January 23, 2007

A collaborative in 1945

Arnold Zwicky has pointed out to me that the Oxford English Dictionary does indeed miss collaborative as a noun, and an anonymous correspondent (who cannot be named because he monkeys with Language Log projects while ostensibly at work) has alerted me to the fact that the word goes back at least to 1945. There is even a Wikipedia article on the Architects' Collaborative:

The Architects' Collaborative (TAC) was an American architectural firm formed by Walter Gropius and seven younger architects in 1945 in Cambridge, Massachusetts. The other partners were Norman C. Fletcher (b. December 8, 1917), Jean B. Fletcher (1915—September 13, 1965), John C. Harkness (b. November 30, 1916), Sarah P. Harkness (b. July 8, 1914), Robert S. McMillan (April 3, 1916—March 14, 2001), Louis A. McMillen (October 21, 1916—May 8, 1998) and Benjamin C. Thompson (July 3, 1918—August 21, 2002). TAC have created many successful projects, and have been well-respected for its broad range of designs. One of TAC's specialties was designing public school buildings.

This should surely have made it into the OED by now. But it hasn't. C'mon, you Oxonian wordanistas! Get on it!

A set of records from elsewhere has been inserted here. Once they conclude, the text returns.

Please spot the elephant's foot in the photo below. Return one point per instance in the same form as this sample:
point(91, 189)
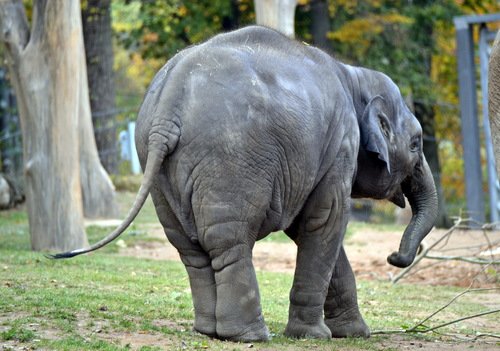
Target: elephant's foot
point(255, 332)
point(299, 329)
point(348, 325)
point(205, 325)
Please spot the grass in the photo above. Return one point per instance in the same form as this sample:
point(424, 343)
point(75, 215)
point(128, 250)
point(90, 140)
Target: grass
point(104, 301)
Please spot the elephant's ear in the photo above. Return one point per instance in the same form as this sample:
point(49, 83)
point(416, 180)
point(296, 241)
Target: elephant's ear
point(376, 130)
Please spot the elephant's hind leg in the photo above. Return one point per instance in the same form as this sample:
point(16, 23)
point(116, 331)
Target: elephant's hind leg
point(238, 312)
point(342, 314)
point(198, 266)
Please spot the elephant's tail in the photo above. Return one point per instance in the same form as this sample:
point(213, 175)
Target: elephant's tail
point(163, 138)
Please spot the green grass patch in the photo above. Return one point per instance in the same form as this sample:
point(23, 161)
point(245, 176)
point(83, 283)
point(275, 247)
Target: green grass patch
point(102, 301)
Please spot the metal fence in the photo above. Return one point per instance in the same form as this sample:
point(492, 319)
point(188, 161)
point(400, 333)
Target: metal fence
point(121, 148)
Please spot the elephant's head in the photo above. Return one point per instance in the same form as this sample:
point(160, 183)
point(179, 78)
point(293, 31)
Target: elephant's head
point(391, 163)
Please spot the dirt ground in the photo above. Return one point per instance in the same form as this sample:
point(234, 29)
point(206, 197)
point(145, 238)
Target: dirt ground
point(367, 252)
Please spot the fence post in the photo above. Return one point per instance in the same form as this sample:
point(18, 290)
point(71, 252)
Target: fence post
point(134, 159)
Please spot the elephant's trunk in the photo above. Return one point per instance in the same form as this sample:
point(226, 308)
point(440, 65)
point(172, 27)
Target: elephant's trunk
point(421, 192)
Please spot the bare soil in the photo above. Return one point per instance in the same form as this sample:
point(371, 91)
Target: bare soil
point(367, 252)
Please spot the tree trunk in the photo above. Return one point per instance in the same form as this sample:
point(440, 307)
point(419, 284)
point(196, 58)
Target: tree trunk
point(494, 98)
point(45, 69)
point(277, 14)
point(425, 114)
point(97, 189)
point(320, 24)
point(97, 34)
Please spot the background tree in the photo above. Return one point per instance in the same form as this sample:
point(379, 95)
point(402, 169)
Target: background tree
point(277, 14)
point(62, 170)
point(44, 65)
point(97, 34)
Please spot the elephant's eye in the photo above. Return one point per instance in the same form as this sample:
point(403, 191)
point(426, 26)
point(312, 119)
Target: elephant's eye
point(415, 144)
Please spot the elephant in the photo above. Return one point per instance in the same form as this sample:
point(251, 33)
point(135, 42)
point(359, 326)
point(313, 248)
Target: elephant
point(252, 132)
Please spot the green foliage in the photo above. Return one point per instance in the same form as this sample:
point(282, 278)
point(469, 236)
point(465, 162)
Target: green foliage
point(161, 28)
point(98, 301)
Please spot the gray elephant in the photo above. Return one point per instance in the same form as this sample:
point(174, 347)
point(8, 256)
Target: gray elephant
point(252, 132)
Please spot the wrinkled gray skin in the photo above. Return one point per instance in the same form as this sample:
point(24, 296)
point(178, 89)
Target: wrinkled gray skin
point(252, 132)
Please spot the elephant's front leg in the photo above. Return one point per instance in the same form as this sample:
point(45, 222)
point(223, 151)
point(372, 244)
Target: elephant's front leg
point(342, 314)
point(318, 234)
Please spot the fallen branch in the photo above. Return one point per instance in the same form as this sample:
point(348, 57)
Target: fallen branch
point(421, 328)
point(462, 258)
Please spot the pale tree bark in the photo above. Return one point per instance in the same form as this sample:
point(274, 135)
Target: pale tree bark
point(277, 14)
point(44, 69)
point(97, 189)
point(47, 69)
point(494, 98)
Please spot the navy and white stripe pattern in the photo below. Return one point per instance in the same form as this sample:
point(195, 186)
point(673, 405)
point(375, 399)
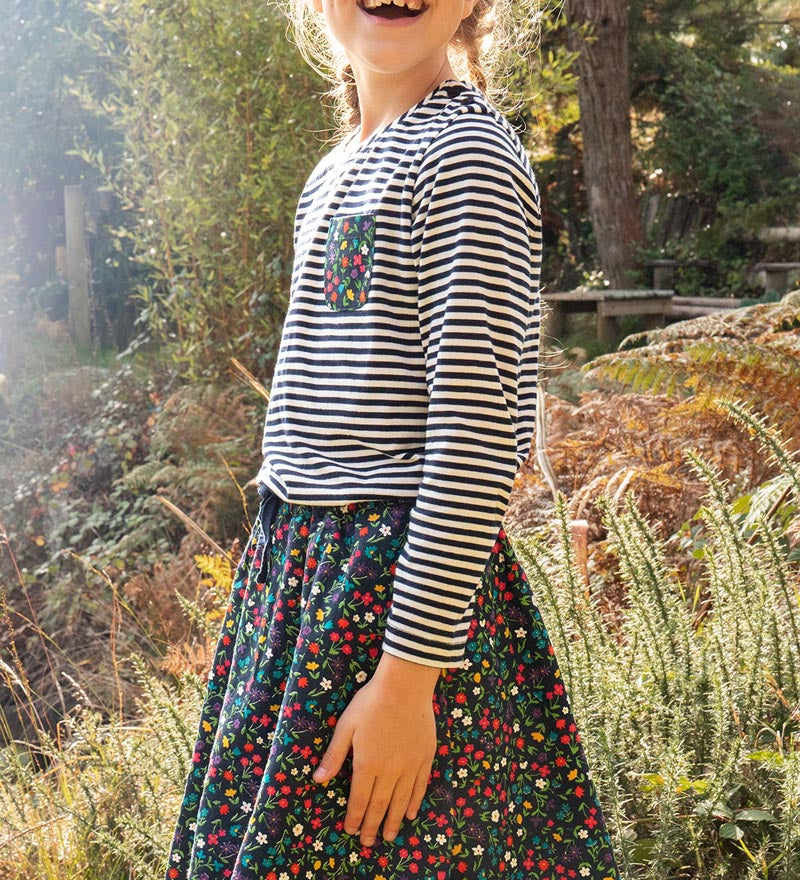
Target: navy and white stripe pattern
point(420, 381)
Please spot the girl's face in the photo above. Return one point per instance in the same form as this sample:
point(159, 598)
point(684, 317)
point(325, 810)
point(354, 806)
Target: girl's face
point(395, 45)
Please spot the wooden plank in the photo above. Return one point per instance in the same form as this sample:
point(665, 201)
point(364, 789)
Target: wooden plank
point(79, 313)
point(632, 307)
point(717, 302)
point(588, 295)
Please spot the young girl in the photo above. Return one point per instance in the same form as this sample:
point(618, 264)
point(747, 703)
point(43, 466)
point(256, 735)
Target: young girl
point(384, 701)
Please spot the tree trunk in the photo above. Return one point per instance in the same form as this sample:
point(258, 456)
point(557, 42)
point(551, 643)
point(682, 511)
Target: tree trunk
point(604, 98)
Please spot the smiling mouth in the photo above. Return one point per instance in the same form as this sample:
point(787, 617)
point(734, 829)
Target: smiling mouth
point(393, 8)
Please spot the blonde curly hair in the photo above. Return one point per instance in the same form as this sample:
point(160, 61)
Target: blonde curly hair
point(484, 45)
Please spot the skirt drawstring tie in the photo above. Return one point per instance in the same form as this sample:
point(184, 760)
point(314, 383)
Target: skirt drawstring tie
point(270, 502)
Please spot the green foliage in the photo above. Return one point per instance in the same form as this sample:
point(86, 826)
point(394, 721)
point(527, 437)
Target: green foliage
point(218, 120)
point(688, 706)
point(41, 121)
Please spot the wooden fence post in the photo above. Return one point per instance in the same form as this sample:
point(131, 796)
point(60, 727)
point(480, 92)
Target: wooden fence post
point(77, 265)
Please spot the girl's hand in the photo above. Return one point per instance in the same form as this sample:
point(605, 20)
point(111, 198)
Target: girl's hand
point(392, 729)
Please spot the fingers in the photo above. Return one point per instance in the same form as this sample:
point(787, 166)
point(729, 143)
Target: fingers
point(420, 786)
point(400, 799)
point(331, 762)
point(358, 800)
point(370, 797)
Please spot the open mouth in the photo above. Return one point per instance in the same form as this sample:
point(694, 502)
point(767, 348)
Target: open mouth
point(393, 8)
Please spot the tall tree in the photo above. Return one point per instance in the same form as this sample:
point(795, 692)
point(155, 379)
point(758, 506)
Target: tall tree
point(599, 34)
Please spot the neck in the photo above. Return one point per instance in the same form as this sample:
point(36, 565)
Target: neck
point(383, 97)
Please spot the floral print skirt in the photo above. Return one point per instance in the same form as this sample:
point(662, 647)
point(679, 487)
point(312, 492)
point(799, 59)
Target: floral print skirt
point(509, 795)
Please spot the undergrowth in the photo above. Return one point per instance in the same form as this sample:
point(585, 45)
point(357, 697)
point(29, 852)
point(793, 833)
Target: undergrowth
point(690, 704)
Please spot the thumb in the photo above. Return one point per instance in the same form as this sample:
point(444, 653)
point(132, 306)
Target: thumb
point(334, 756)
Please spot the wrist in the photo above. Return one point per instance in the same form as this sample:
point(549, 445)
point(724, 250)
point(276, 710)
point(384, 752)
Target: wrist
point(402, 674)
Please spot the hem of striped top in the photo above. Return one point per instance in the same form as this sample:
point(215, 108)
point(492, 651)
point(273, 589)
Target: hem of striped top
point(424, 659)
point(345, 497)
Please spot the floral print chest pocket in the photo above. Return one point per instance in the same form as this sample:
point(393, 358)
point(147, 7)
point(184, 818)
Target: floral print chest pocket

Webster's is ahead of you: the entry for collaborative at least says "adjective or noun".

Syntactic note: no, it is not grammatical for Wikipedia to say *TAC have ... been well-respected for its broad range of designs: even in those (mainly British) dialects where TAC have is grammatical (plural agreement for nouns denoting collective groups of humans and similar institutions), you can't then switch to its broad range of designs: either it is a group of people, hence pronominalizable as they, or it is a school in a more abstract sense, pronominalizable as it, but not both in the same sentence. For example, (1) and (2) are both OK, not (3) or (4):

  1. The boat righted itself after the storm, and it was soon back in port.
  2. The boat righted herself after the storm, and she was soon back in port.
  3. *The boat righted itself after the storm, and she was soon back in port.
  4. *The boat righted herself after the storm, and it was soon back in port.

But that's OK; Wikipedia is a voluntary association, and we should cut it some grammatical slack.